Why there are bugs in a software ?
Because Rome was not built in a day and you would need to live in a being-built Rome to make it the way you would want to see it. Because it took civilization as many as tons of years to develop a language or to develop communities or to know on how to live well and we are still learning. Because you still get a new version of a Honda Civic which was done such a while back. Because, software development is not about making a new baby (which mostly gets done in 9 months) but is about making a human being out of that baby.

C’mon, you are trying to mix science, or rather maths, with philosophy. If I have to write a simple program like ‘Calculator’ or a ‘notepad’ why it would have bugs.

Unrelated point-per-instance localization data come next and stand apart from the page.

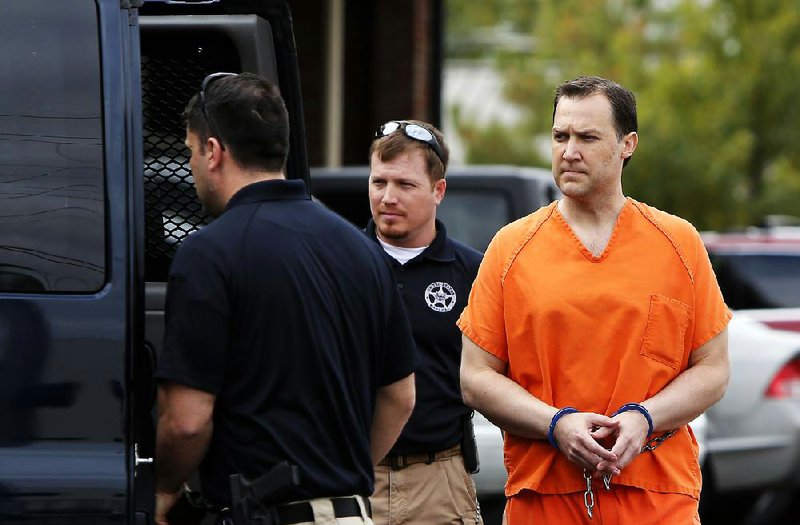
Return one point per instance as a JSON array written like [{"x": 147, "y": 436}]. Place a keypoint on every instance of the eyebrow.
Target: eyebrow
[{"x": 588, "y": 131}]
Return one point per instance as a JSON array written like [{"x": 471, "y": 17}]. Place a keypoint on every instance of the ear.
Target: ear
[
  {"x": 439, "y": 189},
  {"x": 214, "y": 152},
  {"x": 630, "y": 142}
]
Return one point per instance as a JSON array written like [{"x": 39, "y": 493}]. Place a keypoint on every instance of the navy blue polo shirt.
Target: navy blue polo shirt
[
  {"x": 435, "y": 287},
  {"x": 289, "y": 315}
]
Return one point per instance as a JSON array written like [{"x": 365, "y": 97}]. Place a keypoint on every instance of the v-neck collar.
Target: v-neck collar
[{"x": 611, "y": 240}]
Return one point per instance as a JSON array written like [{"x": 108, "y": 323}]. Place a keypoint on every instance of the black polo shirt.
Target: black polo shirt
[
  {"x": 435, "y": 286},
  {"x": 289, "y": 315}
]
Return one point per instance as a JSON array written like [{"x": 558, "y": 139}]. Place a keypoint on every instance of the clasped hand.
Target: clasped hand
[{"x": 601, "y": 444}]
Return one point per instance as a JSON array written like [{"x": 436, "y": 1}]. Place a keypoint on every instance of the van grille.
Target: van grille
[{"x": 172, "y": 69}]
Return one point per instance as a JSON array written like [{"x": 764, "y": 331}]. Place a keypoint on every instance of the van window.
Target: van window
[
  {"x": 473, "y": 217},
  {"x": 52, "y": 211}
]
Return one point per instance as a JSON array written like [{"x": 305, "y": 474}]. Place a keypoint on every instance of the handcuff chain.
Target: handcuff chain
[
  {"x": 588, "y": 496},
  {"x": 658, "y": 441}
]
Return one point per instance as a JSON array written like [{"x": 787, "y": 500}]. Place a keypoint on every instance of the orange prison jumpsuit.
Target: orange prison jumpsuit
[{"x": 596, "y": 333}]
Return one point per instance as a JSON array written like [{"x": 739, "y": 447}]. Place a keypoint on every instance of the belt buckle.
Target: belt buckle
[{"x": 398, "y": 462}]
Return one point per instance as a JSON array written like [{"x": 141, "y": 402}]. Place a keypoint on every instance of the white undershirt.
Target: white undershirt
[{"x": 401, "y": 255}]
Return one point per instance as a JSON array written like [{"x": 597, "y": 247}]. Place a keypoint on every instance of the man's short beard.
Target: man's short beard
[{"x": 393, "y": 235}]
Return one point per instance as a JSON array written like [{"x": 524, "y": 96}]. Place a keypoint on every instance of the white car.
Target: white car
[{"x": 754, "y": 431}]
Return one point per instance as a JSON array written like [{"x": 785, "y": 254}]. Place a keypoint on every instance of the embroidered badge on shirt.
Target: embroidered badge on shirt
[{"x": 441, "y": 297}]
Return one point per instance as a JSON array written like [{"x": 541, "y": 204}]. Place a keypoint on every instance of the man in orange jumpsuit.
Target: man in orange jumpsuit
[{"x": 594, "y": 333}]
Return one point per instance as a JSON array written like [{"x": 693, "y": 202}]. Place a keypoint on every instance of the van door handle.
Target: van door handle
[{"x": 137, "y": 460}]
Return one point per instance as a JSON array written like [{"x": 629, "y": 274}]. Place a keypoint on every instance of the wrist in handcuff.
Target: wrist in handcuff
[
  {"x": 558, "y": 415},
  {"x": 628, "y": 407}
]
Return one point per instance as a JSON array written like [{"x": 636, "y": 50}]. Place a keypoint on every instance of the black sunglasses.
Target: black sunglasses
[
  {"x": 412, "y": 131},
  {"x": 203, "y": 86}
]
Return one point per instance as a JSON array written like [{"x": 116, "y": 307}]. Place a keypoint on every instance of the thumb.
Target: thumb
[{"x": 599, "y": 420}]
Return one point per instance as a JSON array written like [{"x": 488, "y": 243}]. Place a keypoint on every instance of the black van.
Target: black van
[{"x": 95, "y": 195}]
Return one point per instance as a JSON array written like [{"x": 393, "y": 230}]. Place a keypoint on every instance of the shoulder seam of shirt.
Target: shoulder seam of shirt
[
  {"x": 650, "y": 216},
  {"x": 543, "y": 215}
]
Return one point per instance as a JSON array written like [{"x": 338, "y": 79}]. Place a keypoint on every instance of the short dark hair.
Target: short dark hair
[
  {"x": 393, "y": 145},
  {"x": 622, "y": 101},
  {"x": 249, "y": 118}
]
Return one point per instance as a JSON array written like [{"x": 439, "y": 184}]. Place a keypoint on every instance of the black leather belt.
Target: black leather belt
[{"x": 303, "y": 512}]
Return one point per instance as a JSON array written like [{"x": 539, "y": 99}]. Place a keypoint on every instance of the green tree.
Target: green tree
[{"x": 717, "y": 85}]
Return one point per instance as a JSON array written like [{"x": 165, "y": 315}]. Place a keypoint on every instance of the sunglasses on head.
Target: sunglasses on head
[
  {"x": 412, "y": 131},
  {"x": 203, "y": 86}
]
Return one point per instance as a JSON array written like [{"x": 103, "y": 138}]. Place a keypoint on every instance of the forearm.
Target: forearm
[
  {"x": 178, "y": 454},
  {"x": 393, "y": 406}
]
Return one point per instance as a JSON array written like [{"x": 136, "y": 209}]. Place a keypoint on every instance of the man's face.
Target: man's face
[
  {"x": 403, "y": 200},
  {"x": 203, "y": 184},
  {"x": 586, "y": 153}
]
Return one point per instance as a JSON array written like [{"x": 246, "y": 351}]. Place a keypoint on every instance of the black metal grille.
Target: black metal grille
[{"x": 171, "y": 75}]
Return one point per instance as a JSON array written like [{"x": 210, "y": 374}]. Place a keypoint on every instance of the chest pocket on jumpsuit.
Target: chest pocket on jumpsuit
[{"x": 664, "y": 335}]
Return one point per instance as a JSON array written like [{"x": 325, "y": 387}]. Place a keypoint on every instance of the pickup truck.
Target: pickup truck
[{"x": 96, "y": 194}]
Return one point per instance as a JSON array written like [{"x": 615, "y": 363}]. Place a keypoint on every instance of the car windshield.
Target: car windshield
[{"x": 759, "y": 280}]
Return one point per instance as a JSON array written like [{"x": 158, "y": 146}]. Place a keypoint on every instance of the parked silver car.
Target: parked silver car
[{"x": 754, "y": 431}]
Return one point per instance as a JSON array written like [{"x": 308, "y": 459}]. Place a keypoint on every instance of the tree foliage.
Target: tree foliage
[{"x": 717, "y": 85}]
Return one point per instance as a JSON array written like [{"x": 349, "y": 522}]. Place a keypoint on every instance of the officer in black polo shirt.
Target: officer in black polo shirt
[
  {"x": 286, "y": 339},
  {"x": 423, "y": 479}
]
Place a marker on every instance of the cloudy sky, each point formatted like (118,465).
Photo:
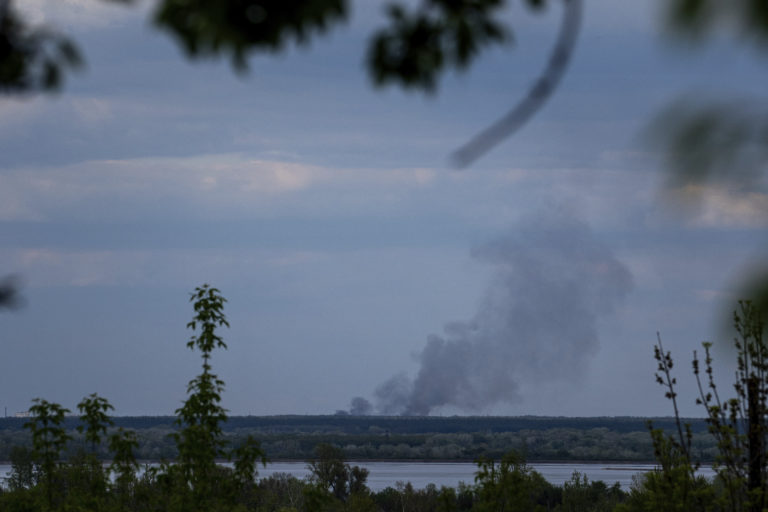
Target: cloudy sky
(357,261)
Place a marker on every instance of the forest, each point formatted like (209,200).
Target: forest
(96,465)
(538,439)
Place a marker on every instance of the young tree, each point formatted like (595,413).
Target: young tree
(49,437)
(200,441)
(738,425)
(95,421)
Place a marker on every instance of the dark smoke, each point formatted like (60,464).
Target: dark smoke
(359,406)
(552,279)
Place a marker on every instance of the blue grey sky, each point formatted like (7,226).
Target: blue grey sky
(328,214)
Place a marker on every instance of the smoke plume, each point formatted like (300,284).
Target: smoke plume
(552,279)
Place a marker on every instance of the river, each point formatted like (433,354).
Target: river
(449,474)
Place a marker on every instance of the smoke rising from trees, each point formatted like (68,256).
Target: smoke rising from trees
(552,279)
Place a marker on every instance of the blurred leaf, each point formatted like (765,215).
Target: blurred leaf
(419,44)
(238,27)
(696,17)
(32,59)
(725,143)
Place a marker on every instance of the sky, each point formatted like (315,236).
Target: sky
(356,260)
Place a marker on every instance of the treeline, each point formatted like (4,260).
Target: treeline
(347,424)
(554,444)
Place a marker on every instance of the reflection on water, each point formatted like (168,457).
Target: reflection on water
(449,474)
(386,474)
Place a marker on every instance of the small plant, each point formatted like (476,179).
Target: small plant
(49,438)
(737,424)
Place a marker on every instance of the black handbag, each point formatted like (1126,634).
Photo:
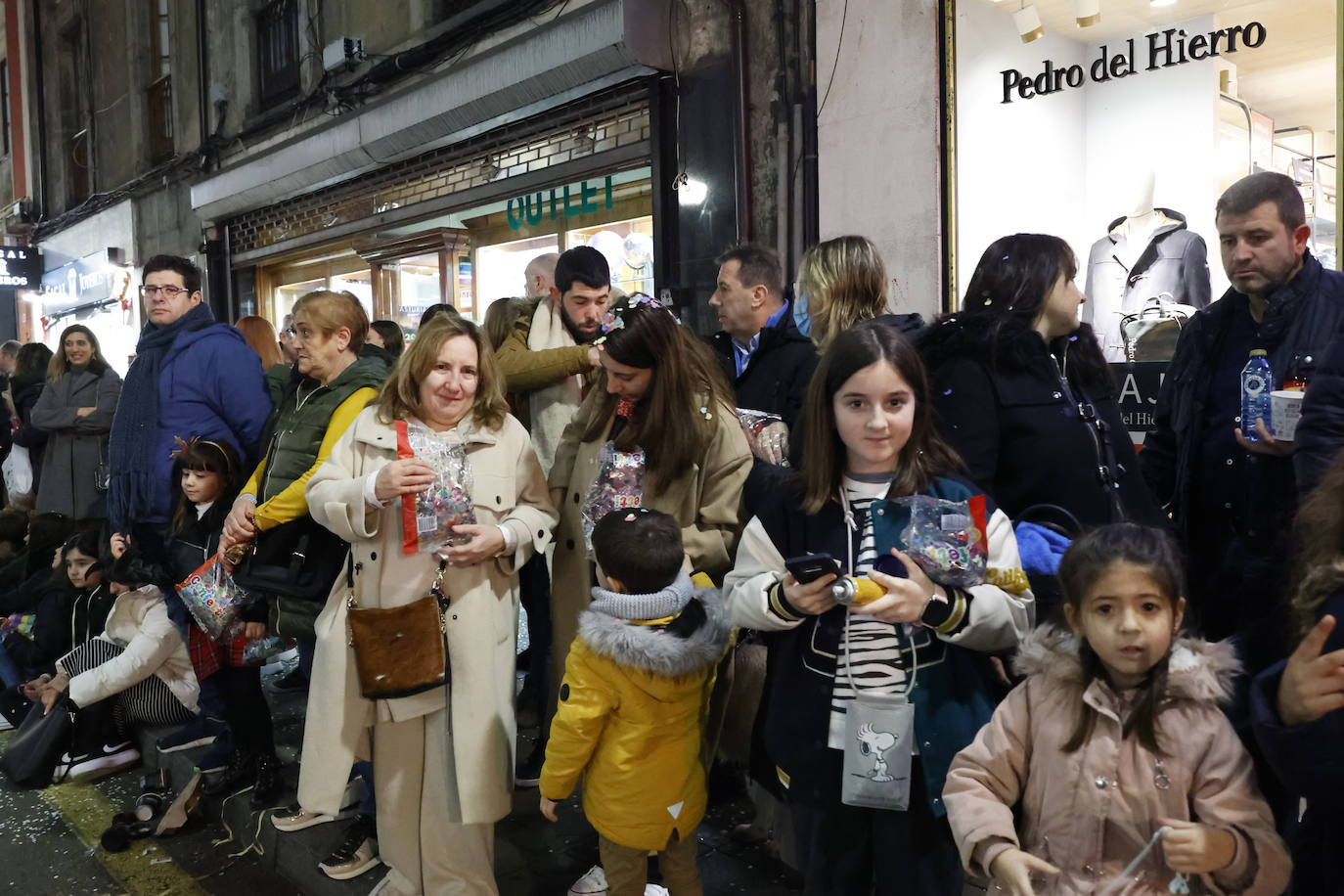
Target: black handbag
(295,559)
(36,747)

Well, yes you are right but we are not talking about 100 or 2000 or even 20K line code which does few things, we are not talking about school-projects, we are talking about something which sells for few hundred dollars, has millions of lines of code, utilizes libraries or standards or techniques which are time tested and can actually make or break someone’s day. If you have to make that kind of software, then its indeed more then maths.

While I write this, I feel all the more charged but to save the original subject from the temptation of my exciting key punching fingers, I would conclude that there are bugs in a software because that’s the process the whole software development has to do with it. Its like marriage where there is always one day where the man sleeps on couch and many days where woman fails to understand that why the hell he is excited about a Romania-Bulgaria soccer match.

To keep the discussion complete, the answer to second query is that all of us make mistakes without every intending to make one. Most of us are programmed to goof up all the while and much more when we are in duress. So take it, assume it and move on. And if it starts to kill you again then remember that ‘No one wants to write a buggy code’.

Tell this when you meet your developer next morning and believe me it would be worth it.